The Brodsky Quartet has been around for some time, 30 years according to the programme book. But what one is not told is how many changes of personnel there have been while the group still performs under the same name. Certainly, something felt not right about the quartet's playing at this concert, as if the first violinist, Daniel Rowland, who joined the quartet in July 2007, was in another world from his colleagues.

On paper, the programme looked pleasing: a great early quartet of Beethoven; Shostakovich's Eighth Quartet, and Mendelssohn's staggeringly youthful octet. The Brodsky apparently led the vogue for three players standing, leaving the cellist sitting. At least, unlike the Emersons, the cellist's riser put her (Jacqueline Thomas) at eye-level with her colleagues, so that the effect of a lost child gazing round for some approval was mitigated, but as she was seated at the end rather than in the middle, her sound seemed to go nowhere. This might be the fault of the Cadogan Hall's acoustics, for what passes as a sound in rehearsal may evaporate when (partially) filled with punters. And she was not the only one: her colleagues, too, felt woefully underpowered in producing a startlingly unmodulated volume of sound.

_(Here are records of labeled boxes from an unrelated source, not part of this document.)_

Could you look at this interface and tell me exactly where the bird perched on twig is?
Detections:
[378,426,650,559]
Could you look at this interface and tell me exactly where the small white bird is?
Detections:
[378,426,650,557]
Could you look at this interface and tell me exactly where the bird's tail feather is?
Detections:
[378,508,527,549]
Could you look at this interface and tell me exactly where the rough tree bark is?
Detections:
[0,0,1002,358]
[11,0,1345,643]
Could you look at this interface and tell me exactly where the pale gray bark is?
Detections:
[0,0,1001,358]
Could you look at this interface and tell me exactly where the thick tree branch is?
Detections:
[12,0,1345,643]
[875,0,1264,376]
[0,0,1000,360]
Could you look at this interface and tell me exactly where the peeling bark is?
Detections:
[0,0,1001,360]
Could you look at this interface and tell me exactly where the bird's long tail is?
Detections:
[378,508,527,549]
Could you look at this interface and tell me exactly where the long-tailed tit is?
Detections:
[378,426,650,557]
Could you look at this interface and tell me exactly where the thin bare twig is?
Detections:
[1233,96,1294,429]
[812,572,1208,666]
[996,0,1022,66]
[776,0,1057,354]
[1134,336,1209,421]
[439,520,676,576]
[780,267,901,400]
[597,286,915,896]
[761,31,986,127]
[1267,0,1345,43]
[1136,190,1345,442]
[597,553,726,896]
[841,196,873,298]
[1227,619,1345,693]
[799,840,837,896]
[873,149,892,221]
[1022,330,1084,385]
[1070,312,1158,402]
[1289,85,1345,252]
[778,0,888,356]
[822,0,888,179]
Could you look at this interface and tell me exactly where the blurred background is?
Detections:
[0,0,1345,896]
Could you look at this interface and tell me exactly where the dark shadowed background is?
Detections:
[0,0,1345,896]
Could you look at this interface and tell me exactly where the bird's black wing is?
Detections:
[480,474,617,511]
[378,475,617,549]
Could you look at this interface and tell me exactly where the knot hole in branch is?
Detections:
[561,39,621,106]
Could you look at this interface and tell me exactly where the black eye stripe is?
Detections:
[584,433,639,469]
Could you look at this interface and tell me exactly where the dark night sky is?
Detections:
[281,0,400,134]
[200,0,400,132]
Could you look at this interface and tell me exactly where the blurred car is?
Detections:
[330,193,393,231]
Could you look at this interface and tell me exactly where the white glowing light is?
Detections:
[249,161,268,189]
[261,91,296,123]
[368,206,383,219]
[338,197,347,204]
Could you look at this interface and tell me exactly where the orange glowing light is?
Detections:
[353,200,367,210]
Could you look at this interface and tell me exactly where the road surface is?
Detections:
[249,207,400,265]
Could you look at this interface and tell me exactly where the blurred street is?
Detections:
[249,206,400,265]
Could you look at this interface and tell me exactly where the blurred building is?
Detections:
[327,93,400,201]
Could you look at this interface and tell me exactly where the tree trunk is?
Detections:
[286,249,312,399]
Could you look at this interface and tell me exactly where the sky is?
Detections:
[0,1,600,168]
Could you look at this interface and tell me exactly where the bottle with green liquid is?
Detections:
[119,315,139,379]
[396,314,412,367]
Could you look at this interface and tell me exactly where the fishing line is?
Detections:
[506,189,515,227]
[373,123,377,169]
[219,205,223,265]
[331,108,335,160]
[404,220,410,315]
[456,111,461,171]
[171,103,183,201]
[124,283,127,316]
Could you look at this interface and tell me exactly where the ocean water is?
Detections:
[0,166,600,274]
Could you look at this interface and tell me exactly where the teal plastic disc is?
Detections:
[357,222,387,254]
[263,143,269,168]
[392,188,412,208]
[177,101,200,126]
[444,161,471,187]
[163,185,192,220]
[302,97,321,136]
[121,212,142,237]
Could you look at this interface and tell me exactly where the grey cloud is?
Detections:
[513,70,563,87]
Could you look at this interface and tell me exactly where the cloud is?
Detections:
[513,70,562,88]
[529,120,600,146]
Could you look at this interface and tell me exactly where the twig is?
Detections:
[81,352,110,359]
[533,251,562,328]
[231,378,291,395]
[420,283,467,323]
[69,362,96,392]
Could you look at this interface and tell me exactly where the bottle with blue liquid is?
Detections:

Rowland, in Beethoven's Opus 18 No 1, set a tempo that was far too fast, so clarity of articulation was the first casualty – and arriving at the development section, the carriage almost came off the rails. Rowland tried hard to imbue the slow movement, Beethoven's miraculous Romeo and Juliet-inspired utterance, with the required intensity, but never seemed quite able to decide whether or when to use vibrato, an approach not echoed by his colleagues.

The last movement was also too fast, Rowland rushing and very unsteady rhythmically, ultimately leading to moments of dodgy ensemble and dodgy tuning.

Shostakovich's Eighth is one of the most harrowing pieces in the repertoire. Rowland's bleached, improvisatory approach was again not matched by his colleagues, but Thomas's high, wistful cello sound in the third section was most lovely. Overall, the intense anguish was missing.

The opening of the Mendelssohn Octet (with members of the Amsterdam Chamber Music Ensemble) was botched, Rowland not leading clearly. Too often he left his colleagues high and dry through his wilfully wayward playing.